TABLE 26.9 Connectivity Matrix
Station | Connectivity | Degree | 6 | 5 | 4 | 7 | 3 | 1 | 2 |
1 | 2,3,8 | 3 | 3 | 3 | 3 | 3 | 2 | – | – |
2 | 1,3,8 | 3 | 3 | 3 | 3 | 3 | 2 | 1 | – |
3 | 1,2,4,7,8 | 5 | 5 | 5 | 4 | 3 | – | – | – |
4 | 3,5,6,7,8 | 5 | 4 | 3 | – | – | – | – | – |
5 | 4,6,7 | 3 | 2 | – | – | – | – | – | – |
6 | 4,5,7 | 3 | – | – | – | – | – | – | – |
7 | 3,4,5,6,8 | 5 | 4 | 3 | 2 | – | – | – | – |
8 | 1,2,3,4,7 | 5 | 5 | 5 | 4 | 3 | 2 | 1 | 0 |
To start the reordering, select the station with the lowest degree.

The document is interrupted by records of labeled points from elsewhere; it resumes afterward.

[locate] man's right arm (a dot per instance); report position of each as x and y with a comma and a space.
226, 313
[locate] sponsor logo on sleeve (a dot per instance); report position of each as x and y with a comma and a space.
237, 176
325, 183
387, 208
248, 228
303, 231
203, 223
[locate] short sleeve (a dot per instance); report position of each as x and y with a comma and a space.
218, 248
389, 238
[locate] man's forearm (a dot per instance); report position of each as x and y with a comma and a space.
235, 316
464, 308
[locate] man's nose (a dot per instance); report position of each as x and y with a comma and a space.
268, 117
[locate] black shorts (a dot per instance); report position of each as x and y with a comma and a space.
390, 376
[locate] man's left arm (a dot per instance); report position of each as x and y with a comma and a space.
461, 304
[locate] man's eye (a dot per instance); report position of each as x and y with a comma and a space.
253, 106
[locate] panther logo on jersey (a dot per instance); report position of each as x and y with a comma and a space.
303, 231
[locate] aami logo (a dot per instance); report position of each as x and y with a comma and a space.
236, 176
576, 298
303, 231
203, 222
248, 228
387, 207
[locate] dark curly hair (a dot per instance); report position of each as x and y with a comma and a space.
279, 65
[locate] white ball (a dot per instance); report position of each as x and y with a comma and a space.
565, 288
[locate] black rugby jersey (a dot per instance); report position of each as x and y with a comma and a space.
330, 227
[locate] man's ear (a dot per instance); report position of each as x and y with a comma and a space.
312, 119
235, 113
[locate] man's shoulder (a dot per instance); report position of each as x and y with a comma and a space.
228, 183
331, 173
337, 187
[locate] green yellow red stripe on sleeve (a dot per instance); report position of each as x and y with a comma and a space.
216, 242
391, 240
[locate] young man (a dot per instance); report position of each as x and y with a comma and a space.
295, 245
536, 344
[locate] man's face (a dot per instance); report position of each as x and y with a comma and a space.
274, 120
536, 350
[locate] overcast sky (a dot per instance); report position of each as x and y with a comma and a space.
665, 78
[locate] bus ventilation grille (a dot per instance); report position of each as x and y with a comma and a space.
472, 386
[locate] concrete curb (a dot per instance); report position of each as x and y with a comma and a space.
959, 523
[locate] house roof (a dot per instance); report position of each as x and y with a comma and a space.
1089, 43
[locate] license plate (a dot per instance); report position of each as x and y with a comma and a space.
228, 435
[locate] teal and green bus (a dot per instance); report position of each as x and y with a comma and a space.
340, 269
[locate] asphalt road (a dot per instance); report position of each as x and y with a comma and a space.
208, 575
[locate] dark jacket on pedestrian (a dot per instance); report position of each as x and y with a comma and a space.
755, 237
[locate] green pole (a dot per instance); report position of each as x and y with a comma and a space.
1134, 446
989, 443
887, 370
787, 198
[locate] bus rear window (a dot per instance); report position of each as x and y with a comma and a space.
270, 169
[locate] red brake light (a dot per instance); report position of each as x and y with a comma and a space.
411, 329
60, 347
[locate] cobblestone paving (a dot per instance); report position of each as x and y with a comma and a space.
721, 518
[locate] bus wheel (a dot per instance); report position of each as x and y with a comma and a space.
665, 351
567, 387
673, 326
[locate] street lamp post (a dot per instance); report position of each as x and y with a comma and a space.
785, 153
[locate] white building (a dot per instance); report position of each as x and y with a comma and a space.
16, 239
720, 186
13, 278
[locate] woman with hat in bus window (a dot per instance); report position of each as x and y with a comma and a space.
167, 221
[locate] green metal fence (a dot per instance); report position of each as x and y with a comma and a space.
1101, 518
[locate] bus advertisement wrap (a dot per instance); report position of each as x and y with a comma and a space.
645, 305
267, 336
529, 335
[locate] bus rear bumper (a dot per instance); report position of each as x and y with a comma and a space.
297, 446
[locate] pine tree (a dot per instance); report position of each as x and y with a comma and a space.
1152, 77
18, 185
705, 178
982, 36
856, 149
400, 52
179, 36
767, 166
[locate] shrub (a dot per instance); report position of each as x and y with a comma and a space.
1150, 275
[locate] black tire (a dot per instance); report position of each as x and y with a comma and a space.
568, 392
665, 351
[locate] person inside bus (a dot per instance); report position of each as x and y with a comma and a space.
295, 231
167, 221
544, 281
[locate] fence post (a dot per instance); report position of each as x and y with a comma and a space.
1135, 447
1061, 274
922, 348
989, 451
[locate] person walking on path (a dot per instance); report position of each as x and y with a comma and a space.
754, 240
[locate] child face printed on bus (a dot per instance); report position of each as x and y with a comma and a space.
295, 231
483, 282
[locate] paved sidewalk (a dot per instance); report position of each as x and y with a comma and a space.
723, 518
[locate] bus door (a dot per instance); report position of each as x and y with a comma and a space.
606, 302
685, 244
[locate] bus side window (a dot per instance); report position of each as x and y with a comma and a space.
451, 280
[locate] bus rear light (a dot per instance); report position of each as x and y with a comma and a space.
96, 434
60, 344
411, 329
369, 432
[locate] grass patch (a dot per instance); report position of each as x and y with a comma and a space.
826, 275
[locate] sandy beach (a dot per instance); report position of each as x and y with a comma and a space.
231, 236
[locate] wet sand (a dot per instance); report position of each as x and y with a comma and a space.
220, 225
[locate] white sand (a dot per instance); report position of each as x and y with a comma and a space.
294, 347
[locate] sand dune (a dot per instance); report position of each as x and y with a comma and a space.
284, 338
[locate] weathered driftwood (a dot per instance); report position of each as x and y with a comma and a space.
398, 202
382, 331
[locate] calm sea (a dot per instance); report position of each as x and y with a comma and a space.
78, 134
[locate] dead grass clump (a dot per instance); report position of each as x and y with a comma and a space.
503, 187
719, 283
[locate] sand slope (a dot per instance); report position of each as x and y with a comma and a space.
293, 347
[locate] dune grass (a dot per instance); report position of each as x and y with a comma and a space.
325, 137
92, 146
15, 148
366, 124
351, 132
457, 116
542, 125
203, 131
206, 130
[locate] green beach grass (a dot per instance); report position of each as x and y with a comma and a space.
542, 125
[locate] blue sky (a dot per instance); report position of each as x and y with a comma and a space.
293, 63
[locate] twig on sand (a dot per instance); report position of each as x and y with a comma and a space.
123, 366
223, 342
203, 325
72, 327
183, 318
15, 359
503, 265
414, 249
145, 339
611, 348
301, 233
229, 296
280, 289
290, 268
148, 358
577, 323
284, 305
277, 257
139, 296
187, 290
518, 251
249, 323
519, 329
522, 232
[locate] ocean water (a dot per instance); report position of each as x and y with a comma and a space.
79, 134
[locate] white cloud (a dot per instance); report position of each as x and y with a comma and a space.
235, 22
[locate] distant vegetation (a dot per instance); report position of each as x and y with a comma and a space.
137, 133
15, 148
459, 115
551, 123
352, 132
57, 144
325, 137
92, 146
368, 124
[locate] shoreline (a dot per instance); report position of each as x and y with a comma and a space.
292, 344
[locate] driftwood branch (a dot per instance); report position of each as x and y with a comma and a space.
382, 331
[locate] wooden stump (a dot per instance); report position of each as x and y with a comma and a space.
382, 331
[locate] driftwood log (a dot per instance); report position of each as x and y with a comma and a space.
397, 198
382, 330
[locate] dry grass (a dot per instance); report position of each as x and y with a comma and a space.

In this example, that could be either station 1, 2, 5, or 6. For demonstration purposes, begin with station 6. This station is now removed from each station's connectivity matrix, and thus stations 4, 5, and 7 have their degrees reduced by one. This is shown in column 6. Now select the next station with the smallest degree. Since station 5 had its degree reduced to 2 when station 6 was selected, it now has the smallest degree. This process is continued, that is, the next station with the smallest degree is selected and is removed from the connectivity of the remaining stations. If two or more stations have the smallest degree, the most recently changed station with the smallest degree is chosen. In this example, this happened after choosing station 5. Station 4 was selected over stations 1 and 2 simply because it just had its degree reduced. Although station 7 qualified equally to station 4, station 4 was higher on the list and was selected for that reason alone. This happened again after selecting station 7. Station 3 was the next choice since it was the first station reduced to a degree of 3. Note that the final selection of station 8 was omitted from the list.
A similar optimized reordering can be found by starting with station 1, 2, or 5. This is left as an exercise. For a computer algorithm of this reordering the reader should refer to the NOAA Technical Memorandum NGS 4 by Richard Snay; the computer algorithm for the reverse Cuthill–McKee is given in the book by George and Lui (see the Bibliography).